Des points de vigilance

Les mesures qui vont être mises en œuvre et leurs modalités d’application ne seront connues qu’à l’automne, nous n’entrerons donc pas ici dans le détail. Mais plusieurs points nous alertent et seront à regarder de très près :

  • Baisse de la masse salariale IATS de 11% en 4 ans : c’est considérable ! La direction affirme ne surtout pas vouloir imposer un gel de poste brutal et faire faire le même travail avec (beaucoup) moins d’agents, et donc pour cela réorganiser les services afin d’en augmenter l’efficacité et compenser les pertes de postes. Dont acte. Mais il faut être conscients que pour réussir cela, c’est une transformation profonde qu’il faut opérer, ce n’est pas superficiel, et certains métiers pourraient se transformer significativement. Le budget d’investissement alloué à cette réorganisation est estimé à 300 K€ par an, pour la durée du CRE. Au vu des coûts d’acquisition d’outils informatiques, de mise en place de procédure et de journées de formations, ce montant ne nous semble pas suffisamment argumenté. Nous attirons l’attention sur les difficultés engendrées par une réorganisation simultanée à une réduction des personnels, la mise en place de nouvelles méthodes et outils de travail. Par ailleurs, celles-ci suffiront-elles ? On peut se demander si la structuration de l’établissement ne devrait pas être interrogée ?
  • Baisse d’au moins 15% des surfaces immobilières exploitées par l’établissement : ce ne sera pas tout de suite, ce sera réfléchi et progressif, et d’après la direction cela concernera tout le monde. Il n’en reste pas moins que c’est un gros effort ! A cet égard, nous souhaitons alerter sur ce que nous ne souhaitons pas voir arriver :
    • Nous rappelons que le télétravail doit rester un choix individuel, et nous ne voudrions pas d’un télétravail imposé pour organiser une rotation des agents “optimisée”
    • Dans le même ordre d’idées, nous ne sommes pas favorables à la généralisation du concept de “flex-office”. Cette pratique consiste à supprimer le bureau individuel (siège, téléphone, caisson, etc...) pour le partager entre plusieurs agents en télétravail des jours différents. Nombre d’études ont montré que cette pratique pouvait générer des risques organisationnels (RPS).
    • En revanche, pas sûr que la situation actuelle soit tout à fait équitable en termes de répartition et même de taille des bureaux. C’est peut-être l’occasion de réexaminer tout cela.
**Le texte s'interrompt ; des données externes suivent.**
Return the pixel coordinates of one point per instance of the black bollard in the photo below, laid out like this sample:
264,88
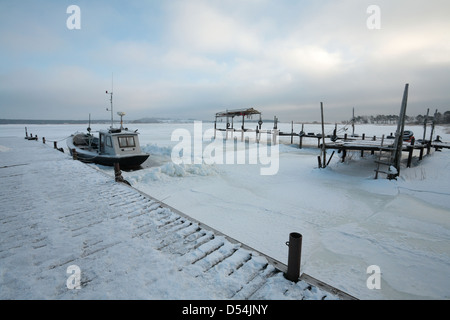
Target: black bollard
294,258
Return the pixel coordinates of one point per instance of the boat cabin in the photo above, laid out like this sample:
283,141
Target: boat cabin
118,142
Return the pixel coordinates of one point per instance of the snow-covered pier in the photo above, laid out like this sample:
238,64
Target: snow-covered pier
69,231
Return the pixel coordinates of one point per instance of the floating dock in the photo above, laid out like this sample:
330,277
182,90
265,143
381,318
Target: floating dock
58,213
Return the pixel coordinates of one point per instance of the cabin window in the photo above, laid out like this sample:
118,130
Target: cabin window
126,142
108,141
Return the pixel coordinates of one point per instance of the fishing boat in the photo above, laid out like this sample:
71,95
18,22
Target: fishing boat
113,145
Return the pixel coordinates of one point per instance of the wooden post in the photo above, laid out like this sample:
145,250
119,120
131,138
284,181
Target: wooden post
324,150
398,144
74,154
362,151
425,125
301,137
292,132
242,134
294,257
410,151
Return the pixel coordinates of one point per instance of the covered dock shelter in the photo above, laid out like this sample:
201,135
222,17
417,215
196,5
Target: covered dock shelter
230,115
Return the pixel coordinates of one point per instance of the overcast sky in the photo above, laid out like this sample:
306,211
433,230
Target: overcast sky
193,58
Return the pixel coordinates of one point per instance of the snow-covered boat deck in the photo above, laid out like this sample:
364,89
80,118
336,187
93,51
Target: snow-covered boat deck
60,219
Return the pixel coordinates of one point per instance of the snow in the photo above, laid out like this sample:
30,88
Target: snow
348,220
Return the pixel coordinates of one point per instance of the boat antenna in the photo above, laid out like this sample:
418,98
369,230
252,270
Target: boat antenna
89,126
110,99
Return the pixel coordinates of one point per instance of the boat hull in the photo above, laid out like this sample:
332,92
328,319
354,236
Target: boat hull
92,156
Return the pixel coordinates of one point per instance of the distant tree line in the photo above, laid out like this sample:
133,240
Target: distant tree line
439,118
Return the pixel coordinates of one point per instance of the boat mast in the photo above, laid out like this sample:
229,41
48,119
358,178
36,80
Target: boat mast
110,99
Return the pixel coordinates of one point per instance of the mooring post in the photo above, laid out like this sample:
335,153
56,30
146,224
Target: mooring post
324,149
292,132
294,257
117,172
74,154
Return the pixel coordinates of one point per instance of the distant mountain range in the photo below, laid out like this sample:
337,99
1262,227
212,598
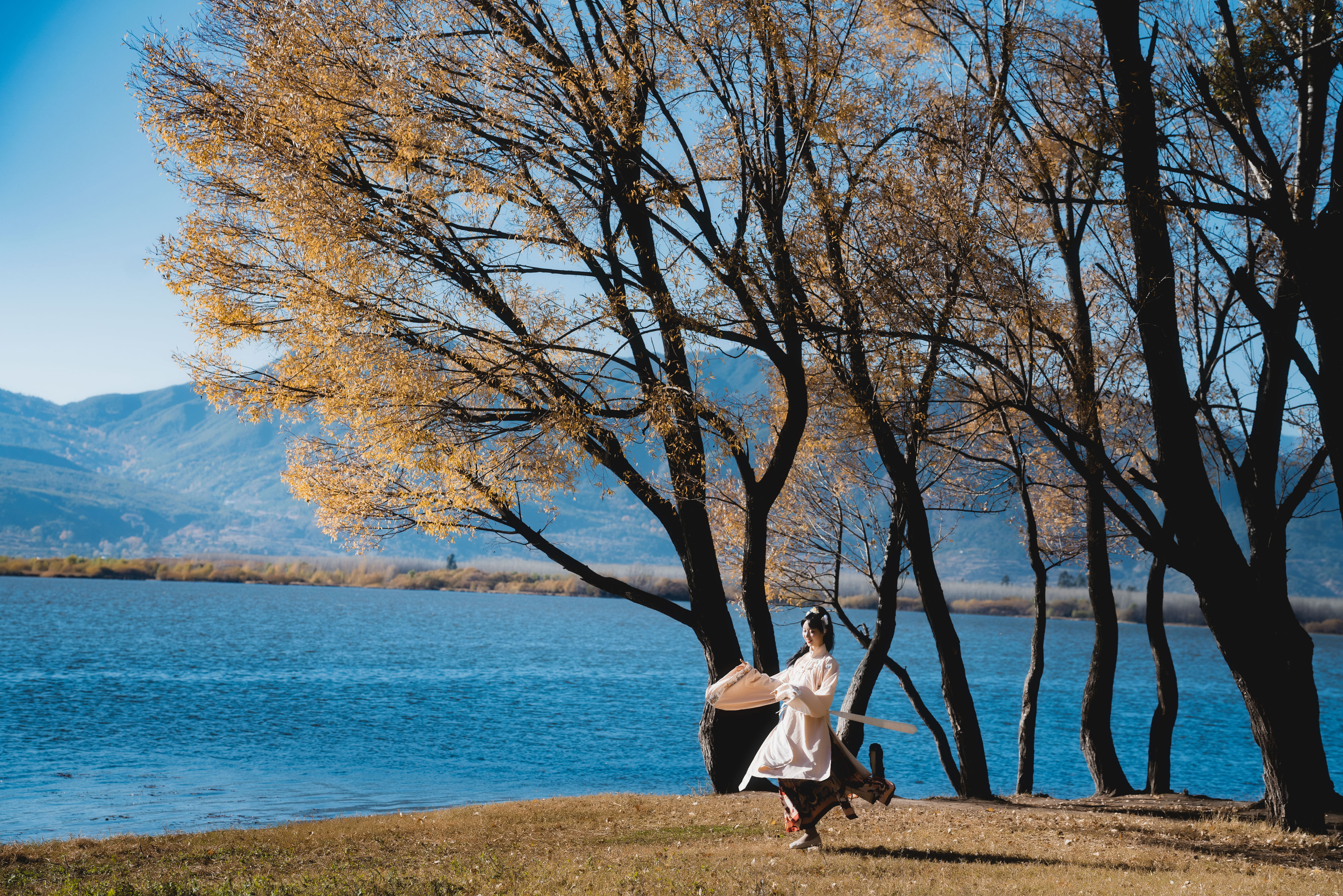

Pour terminer, nous contestons fermement l’augmentation des frais d’inscription des étudiants. Ce serait ni plus ni moins remettre le service public en cause. Sur ce sujet, l’argumentation évolue selon le moment, d’un côté en déplorant l’augmentation des frais d’inscription du plan ‘Bienvenue en France’, qui fait fuir les étudiants étrangers, au soit-disant non attrait d’une formation au coût trop faible, de soit-disant moindre valeur .

Le prétexte de compenser cette hausse et de ne pas nuire aux étudiant·e·s de familles modestes par la mise en place d’un système de dérogations et de bourses d’établissement n’est pas non plus acceptable. Non seulement il s’agit d’une procédure qui aura un coût de gestion conséquent, mais en plus elle accroît la dépendance et les difficultés des étudiant·e·s n’en bénéficiant pas. Grenoble-INP, initiateur de transitions, et plus largement le gouvernement, gagnerait à s’inspirer du modèle danois de revenu étudiant, pour libérer les étudiant·e·s du travail alimentaire, et réduire la pression familiale.